The first reason, the big reason, is that we've run out of spare hardware. In previous upgrades we installed the new version of a machine on completely new hardware, got it running, and then switched everything around during the 'upgrade' downtime; the old version of the machine got renamed or powered down (and was later reused for something else) and the OS install on the new hardware got itself renamed and so on. This was kind of a pain but it was worth it for genuinely fast and hassle-free switchovers. But this requires a bunch of spare servers and we've steadily used most of them up.
(Some of the 'used' servers are actually just reserved for certain future uses, but most of them actually running in production.)

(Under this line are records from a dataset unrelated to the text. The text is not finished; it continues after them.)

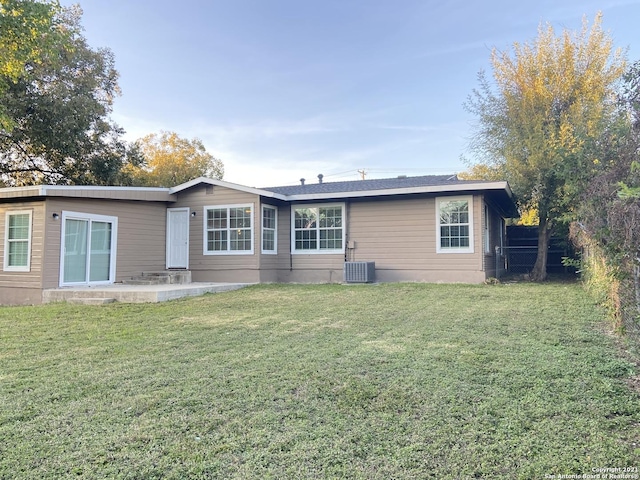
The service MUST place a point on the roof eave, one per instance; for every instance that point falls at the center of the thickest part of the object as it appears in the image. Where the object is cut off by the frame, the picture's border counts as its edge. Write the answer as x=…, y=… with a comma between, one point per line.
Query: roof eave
x=449, y=188
x=222, y=183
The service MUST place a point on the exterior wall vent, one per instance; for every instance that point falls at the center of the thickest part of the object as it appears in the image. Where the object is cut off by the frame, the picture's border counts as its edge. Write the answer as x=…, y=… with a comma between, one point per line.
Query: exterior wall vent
x=359, y=272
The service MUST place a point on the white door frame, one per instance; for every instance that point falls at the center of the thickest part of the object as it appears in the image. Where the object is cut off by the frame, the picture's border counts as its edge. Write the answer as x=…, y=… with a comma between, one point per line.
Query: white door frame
x=170, y=247
x=89, y=217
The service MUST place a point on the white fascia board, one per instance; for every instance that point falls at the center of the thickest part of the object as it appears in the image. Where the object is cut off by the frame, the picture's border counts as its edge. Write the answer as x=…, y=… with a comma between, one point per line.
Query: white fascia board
x=222, y=183
x=45, y=189
x=404, y=191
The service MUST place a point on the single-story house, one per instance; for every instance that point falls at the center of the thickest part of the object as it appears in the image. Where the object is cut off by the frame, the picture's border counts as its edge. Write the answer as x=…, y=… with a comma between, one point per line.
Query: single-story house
x=433, y=228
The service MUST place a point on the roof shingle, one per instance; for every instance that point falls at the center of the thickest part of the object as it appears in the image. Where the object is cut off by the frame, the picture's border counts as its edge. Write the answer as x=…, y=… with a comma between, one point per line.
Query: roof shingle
x=367, y=185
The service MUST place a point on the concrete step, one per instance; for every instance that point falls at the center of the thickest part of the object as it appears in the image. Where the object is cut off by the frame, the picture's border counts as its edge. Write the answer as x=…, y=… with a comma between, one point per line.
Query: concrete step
x=167, y=277
x=90, y=301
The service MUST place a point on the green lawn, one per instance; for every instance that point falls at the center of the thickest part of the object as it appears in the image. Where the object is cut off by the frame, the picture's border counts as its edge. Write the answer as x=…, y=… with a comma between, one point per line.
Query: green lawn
x=329, y=381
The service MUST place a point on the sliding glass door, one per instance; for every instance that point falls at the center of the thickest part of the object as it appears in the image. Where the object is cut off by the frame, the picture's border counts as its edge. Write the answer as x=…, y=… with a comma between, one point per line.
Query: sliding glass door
x=88, y=249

The other reason or two boils down to 'we're just lazy enough to take the risks'. In theory we could (re)install the new version of a machine under a temporary name and IP address, get it almost fully up, and then switch its name, IP address, and so on to the production one(s); we could do this either on the production hardware or on another identical server and then move the disk(s) over to the production hardware. In practice it's just enough of an extra pain to install machines under temporary names and then rename them (and re-IP them, remember to give them all of the IP aliases, and so on) that we're willing to take the risks of an in-place reinstall. Using another server for the initial install and moving the disks afterwards generally adds an extra layer of pain to the process, mostly because common operating systems are increasingly binding things tightly to the specific hardware they happen to be on at the moment; when you move the disks, you get to find and fix all of these things too.
(When we don't have spare hardware, it should also be noted that a genuine in-place reinstall results in a somewhat shorter downtime and requires fewer manual steps that can blow up in our face. This is probably a reasonable tradeoff.)
It's worth noting that you should only have this issue in the kind of infrastructure we do, or at least the kind of infrastructure where people and services are talking directly to machines by name or IP address and are not indirecting through a load balancer or any other sort of directory service. If you have an indirection step, taking a machine in or out of production service should be a trivial step that's independent of installing the machine and you should effectively never have in-place reinstalls of anything except perhaps the load balancers and directory servers themselves.